Overall, using the technique against multiple LLMs like GPT, GPT4-Turbo, and Google’s PaLM-2, the researchers were able to find jailbreaking prompts for more than 80% of requests for harmful information while using an average of fewer than 30 queries.

The study found that small, unaligned LLMs can be used to jailbreak the largest aligned LLMs – such as GPT-4 – and the more capable LLMs are easier to break.

“There is a very clear difference in the performance of our method against GPTs or PaLM-2 and against Llama,” the researchers wrote. “We believe that a potential explanation of Llama’s robustness could be that it frequently refuses to follow the precise instructions of the users when the prompt asks for harmful information.”
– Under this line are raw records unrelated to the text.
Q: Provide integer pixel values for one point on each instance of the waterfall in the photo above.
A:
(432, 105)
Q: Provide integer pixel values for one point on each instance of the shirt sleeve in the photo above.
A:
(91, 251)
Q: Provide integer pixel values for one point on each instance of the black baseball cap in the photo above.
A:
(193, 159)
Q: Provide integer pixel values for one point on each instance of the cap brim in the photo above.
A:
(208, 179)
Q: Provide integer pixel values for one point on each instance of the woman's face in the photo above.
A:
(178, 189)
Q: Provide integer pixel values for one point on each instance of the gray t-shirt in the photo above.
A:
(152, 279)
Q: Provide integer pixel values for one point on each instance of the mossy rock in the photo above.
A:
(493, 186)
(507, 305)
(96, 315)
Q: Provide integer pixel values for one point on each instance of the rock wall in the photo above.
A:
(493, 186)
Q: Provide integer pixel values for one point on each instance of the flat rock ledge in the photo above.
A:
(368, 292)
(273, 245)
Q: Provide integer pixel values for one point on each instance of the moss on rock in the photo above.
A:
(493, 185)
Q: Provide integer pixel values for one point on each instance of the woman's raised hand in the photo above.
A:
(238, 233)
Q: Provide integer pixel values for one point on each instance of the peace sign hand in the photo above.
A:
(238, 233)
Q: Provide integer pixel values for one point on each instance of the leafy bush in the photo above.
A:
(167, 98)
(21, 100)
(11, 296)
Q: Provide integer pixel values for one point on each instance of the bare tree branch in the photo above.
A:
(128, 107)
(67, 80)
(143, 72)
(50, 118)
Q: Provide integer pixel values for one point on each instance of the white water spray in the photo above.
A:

These jailbreaks also come at a low cost, Kassianik wrote. They only need black-box access to the target model and don’t need large compute resources, they wrote.
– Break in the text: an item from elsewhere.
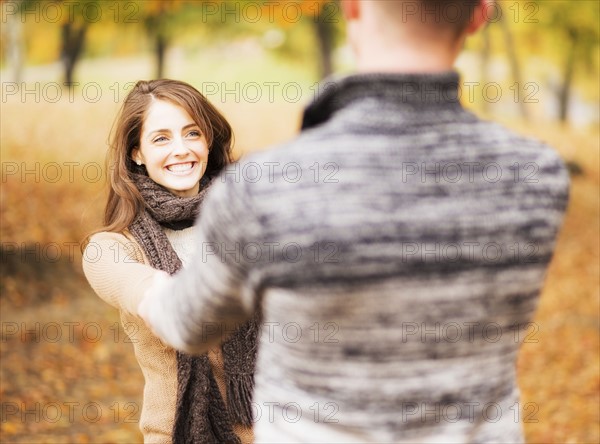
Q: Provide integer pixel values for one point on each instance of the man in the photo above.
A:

No Human Supervision Needed

In addition, it can do all this automatically, without human supervision. The researchers stressed that a risk of such automated attacks is that they can used by anyone, even those without a deep understanding of LLMs. Similarly, black-box access means that the attack doesn’t require knowledge of the architecture or parameters of the LLM.
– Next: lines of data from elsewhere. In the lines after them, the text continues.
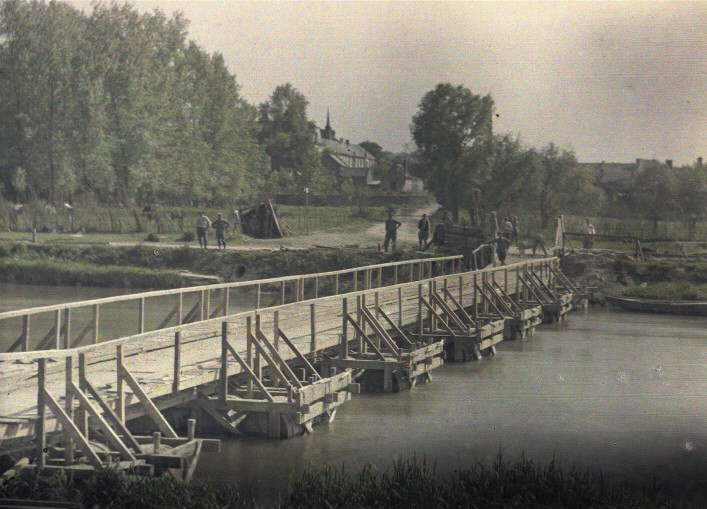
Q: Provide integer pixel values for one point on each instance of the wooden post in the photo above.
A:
(400, 307)
(313, 328)
(223, 389)
(120, 396)
(82, 416)
(276, 329)
(67, 328)
(69, 407)
(41, 437)
(344, 347)
(141, 316)
(180, 309)
(57, 331)
(177, 361)
(25, 333)
(96, 323)
(249, 352)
TAP also is interpretable, the researchers wrote, adding that such an attack “produces meaningful outputs. Many of the existing attacks provide prompts for which at least part of the prompt has no natural meaning.”

In commentary emailed to Techstrong.ai, CEO Yaron Singer said that most published examples of jailbreaks of LLMS use manual processes of trial-and-error to target a single model. “We developed an automated and systematic method that can be applied to any model,” Singer said.

The research puts a spotlight on the need to improve security measures around LLMs, according to the CEO.

“We believe that it’s important for companies to independently assess the risks of any model before use and weigh any risks against the use case. This is done through AI red teaming,” he said. “Companies should also adopt a model-agnostic AI firewall or guardrail approach that can validate inputs and outputs in real time, informed by the latest adversarial machine learning techniques.”

In the Works

Federal regulators are pushing AI organizations to make their AI models and products more secure, and a group of the larger tech vendors in the field – including Microsoft, Meta, OpenAI and Amazon – in July agreed to a set of safeguards proposed by the White House.

In addition, some already are using red teams. Microsoft in August outlined the continuing evolution of its AI red team, which launched in 2018. That came a month after Google launched its own red team for AI systems. In addition, both Microsoft and Google in October expanded their bug bounty programs to include generative AI tools.